The Staples High School boys soccer team, coached by Albie Loeffler, earned its 5th consecutive state title (a Connecticut record).

Jimmy Manning headed in a beautiful cross from Kenny Murphy in sudden-death overtime to defeat #1-ranked Manchester. The upstaters had a perfect record going into the state final.

Staples finished 13-1-5.

(Every day, “06880” covers the Westport of yesterday, today and tomorrow. Please click here to help support our work. Thank you!)

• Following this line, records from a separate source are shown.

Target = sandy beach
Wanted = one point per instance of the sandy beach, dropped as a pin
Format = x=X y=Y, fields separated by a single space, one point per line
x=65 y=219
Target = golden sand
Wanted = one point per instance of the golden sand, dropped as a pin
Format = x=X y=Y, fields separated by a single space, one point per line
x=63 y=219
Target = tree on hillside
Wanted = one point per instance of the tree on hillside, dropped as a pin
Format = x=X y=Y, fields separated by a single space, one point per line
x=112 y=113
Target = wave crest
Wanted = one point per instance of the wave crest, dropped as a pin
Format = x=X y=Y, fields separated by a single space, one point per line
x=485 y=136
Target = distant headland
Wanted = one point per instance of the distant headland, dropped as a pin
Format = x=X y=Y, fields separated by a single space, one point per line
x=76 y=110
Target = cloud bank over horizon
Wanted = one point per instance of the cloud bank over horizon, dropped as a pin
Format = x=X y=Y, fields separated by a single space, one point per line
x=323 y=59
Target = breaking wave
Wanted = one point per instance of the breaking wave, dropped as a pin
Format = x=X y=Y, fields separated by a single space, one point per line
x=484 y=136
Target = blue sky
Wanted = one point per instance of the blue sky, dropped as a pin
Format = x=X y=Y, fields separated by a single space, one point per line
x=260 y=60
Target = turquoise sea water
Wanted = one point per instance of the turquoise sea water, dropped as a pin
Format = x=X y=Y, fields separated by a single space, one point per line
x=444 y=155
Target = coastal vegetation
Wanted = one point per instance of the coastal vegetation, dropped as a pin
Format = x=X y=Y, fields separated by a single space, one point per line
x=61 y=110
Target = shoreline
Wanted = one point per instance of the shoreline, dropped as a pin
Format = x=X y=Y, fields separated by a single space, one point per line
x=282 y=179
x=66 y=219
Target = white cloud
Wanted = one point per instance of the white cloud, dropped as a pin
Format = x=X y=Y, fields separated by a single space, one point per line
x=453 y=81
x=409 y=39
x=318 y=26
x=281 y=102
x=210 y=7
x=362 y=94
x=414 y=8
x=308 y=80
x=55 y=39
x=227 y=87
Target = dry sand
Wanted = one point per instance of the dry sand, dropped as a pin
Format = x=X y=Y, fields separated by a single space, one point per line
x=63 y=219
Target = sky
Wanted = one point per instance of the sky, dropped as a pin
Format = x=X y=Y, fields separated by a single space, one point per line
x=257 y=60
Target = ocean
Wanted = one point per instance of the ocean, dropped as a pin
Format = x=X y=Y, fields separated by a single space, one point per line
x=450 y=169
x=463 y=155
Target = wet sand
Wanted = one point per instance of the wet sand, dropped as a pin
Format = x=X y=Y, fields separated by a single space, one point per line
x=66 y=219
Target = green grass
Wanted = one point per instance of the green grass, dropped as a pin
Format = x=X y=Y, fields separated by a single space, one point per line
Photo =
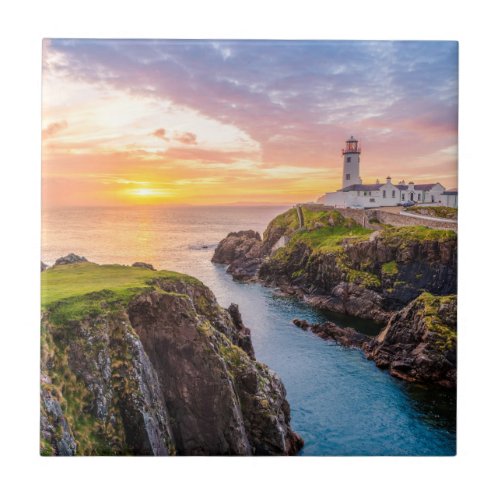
x=328 y=238
x=446 y=333
x=74 y=291
x=390 y=268
x=71 y=280
x=440 y=212
x=408 y=234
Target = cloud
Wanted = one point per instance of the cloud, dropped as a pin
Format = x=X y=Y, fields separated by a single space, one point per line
x=319 y=92
x=185 y=137
x=161 y=133
x=53 y=128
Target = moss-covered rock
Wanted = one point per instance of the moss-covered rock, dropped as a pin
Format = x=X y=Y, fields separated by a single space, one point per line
x=144 y=362
x=420 y=342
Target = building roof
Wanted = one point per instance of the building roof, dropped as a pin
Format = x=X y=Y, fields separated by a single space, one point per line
x=362 y=187
x=425 y=187
x=417 y=187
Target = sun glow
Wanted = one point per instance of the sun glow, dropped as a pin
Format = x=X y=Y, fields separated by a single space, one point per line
x=148 y=195
x=144 y=192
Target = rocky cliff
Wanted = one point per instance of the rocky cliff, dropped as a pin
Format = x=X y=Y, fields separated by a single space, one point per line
x=420 y=342
x=335 y=263
x=144 y=362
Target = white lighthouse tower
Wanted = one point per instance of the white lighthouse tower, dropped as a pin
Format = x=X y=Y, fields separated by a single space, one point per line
x=351 y=155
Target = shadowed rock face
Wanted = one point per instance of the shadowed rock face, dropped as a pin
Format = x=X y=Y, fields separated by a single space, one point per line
x=369 y=278
x=417 y=345
x=419 y=342
x=71 y=258
x=242 y=251
x=330 y=331
x=171 y=372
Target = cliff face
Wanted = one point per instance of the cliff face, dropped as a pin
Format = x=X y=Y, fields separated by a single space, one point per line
x=242 y=251
x=420 y=341
x=335 y=263
x=154 y=368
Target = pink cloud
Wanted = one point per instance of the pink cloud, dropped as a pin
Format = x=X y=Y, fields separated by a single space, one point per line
x=185 y=137
x=53 y=129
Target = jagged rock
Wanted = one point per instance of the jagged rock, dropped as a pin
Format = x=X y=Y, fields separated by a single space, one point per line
x=144 y=265
x=242 y=251
x=331 y=331
x=344 y=336
x=353 y=300
x=243 y=338
x=419 y=342
x=301 y=323
x=169 y=372
x=71 y=258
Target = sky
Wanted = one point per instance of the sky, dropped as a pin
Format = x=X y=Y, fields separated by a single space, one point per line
x=233 y=122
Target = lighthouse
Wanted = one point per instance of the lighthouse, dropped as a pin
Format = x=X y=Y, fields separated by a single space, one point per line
x=351 y=154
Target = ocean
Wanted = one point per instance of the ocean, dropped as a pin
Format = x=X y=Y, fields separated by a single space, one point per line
x=341 y=403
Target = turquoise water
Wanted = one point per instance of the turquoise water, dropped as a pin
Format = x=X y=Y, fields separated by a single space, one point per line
x=341 y=403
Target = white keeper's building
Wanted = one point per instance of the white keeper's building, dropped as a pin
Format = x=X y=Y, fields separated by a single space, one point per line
x=355 y=194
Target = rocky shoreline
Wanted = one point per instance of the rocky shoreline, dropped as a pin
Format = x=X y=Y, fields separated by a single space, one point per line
x=388 y=275
x=151 y=365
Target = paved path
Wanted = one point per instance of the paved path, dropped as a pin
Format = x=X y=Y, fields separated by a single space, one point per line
x=300 y=215
x=426 y=217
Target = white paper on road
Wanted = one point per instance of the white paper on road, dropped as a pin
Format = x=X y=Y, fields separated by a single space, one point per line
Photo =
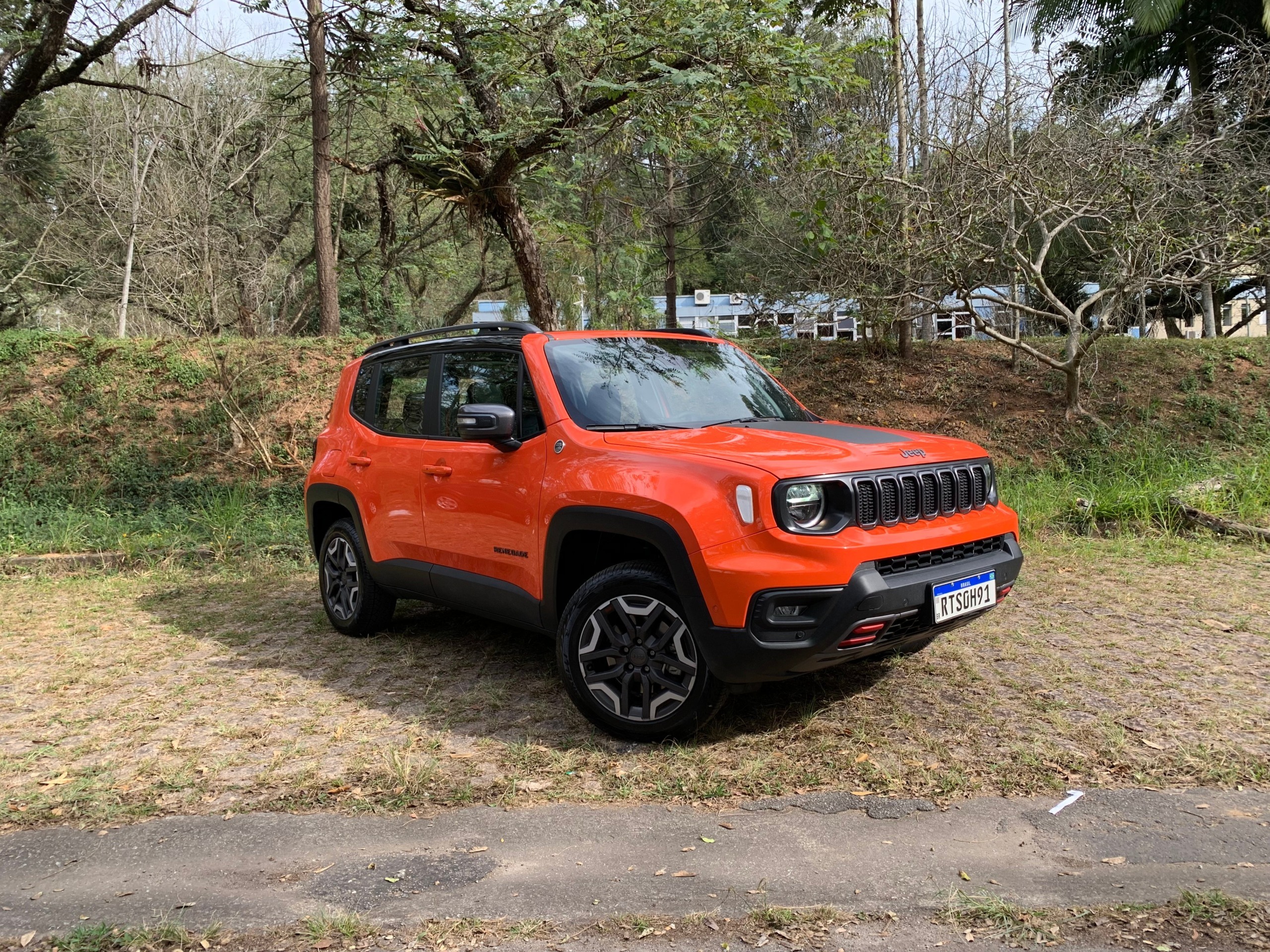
x=1072 y=796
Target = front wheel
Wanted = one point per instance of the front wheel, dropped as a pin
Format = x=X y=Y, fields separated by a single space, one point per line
x=629 y=659
x=355 y=604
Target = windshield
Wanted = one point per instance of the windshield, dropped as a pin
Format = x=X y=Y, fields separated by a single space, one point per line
x=653 y=382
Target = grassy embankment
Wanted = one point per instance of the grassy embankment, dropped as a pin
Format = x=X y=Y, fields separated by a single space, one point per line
x=153 y=447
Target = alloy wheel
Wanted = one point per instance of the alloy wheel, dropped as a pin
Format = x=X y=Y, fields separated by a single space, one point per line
x=341 y=579
x=638 y=658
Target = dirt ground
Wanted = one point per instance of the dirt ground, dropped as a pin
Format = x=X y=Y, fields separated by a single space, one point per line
x=223 y=690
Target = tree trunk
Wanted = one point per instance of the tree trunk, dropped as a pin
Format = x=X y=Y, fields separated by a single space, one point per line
x=127 y=282
x=1072 y=371
x=1072 y=391
x=897 y=67
x=670 y=246
x=140 y=173
x=672 y=277
x=324 y=246
x=1206 y=295
x=924 y=93
x=515 y=225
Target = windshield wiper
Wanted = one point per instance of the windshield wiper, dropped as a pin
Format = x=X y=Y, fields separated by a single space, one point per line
x=747 y=419
x=632 y=427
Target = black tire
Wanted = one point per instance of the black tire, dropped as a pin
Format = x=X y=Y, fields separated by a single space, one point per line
x=355 y=604
x=619 y=615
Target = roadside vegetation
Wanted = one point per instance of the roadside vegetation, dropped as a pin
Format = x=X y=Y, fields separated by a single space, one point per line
x=164 y=448
x=206 y=677
x=969 y=917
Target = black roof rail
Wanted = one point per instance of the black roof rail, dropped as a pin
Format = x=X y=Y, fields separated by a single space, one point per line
x=484 y=328
x=691 y=332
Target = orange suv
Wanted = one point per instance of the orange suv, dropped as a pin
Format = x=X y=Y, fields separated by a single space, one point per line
x=653 y=500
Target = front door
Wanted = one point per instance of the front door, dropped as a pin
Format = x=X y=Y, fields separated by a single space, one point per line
x=482 y=502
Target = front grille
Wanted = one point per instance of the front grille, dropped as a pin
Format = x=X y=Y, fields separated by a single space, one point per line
x=963 y=490
x=867 y=502
x=940 y=556
x=911 y=494
x=930 y=495
x=948 y=493
x=885 y=499
x=888 y=489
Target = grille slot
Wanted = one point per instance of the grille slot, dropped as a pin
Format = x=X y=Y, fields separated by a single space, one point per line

11 responses to “Friday Flashback #375

  1. Isn’t the Sherwood Island Connector also the stubby remains of a plan for a much more ambitious highway that would have cut through town and connected I-95 wth the Merritt Parkway, much as the Milford Parkway does today a few miles up the road?

  2. Michael Calise

    I was just a teenager, but I vividly recall the uncertainty, the excitement, the emotional impact, and the eventual neighborhood destruction of what many of us considered local town treasures in Westport and Fairfield and almost overnight the sudden state street change. In the ensuing years, dozens of diners and local night spots disappeared as did our small-town gateway experience.

  3. I imagine that’s why the Merrit Parkway was built further north–it wouldn’t entail as much destruction. Once the turnpike was built, however, I think the inconvenience of having traveling to that part of town made the turnpike the preferred option.

  4. My uncle’s house got moved from what would be the middle of the turnpike to the corner of Clapboard Hill & South Morningside Drive. It’s a huge McMansion house now with the driveway switched to Clapboard from South Morningside Drive. My parents and uncle bought 8+ acres around 1958 and sold 4 of them a few years later for the price they paid for the 8 acres. Basically they got their land (4 acres) for free! Welcome to Westport between 1958 and 1961.

  5. There was a house moved from the original Greens Farms Rd. to Hillspoint Rd., sticking out from the 1950s-built houses.

  6. Also talked about was a “connector” from the present I-95 to the Merritt Parkway via a path south of North Avenue and right through our home on Cross Highway. Ole Dad was shitting bricks.

  7. Caroline S Peterson

    After our honeymoon on the Cape in 1958 we drove back to our apartment in Washington DC via I-95, except it wasn’t officially open yet. The stripes were not yet on the road. My husband said joyously
    “This is so great…there is no traffic at all”
    Cary Peterson

  8. Seth VanBeever

    My family history tells a slightly different story, my great grandfather Sanford Russell Barnes was the commissioner of the highway department for the state of Connecticut at the time. His estranged wife and daughters lived on Treadwell Avenue and he didn’t want them to be displaced. He also drove the governor the length of I95 after the ribbon cutting ceremony.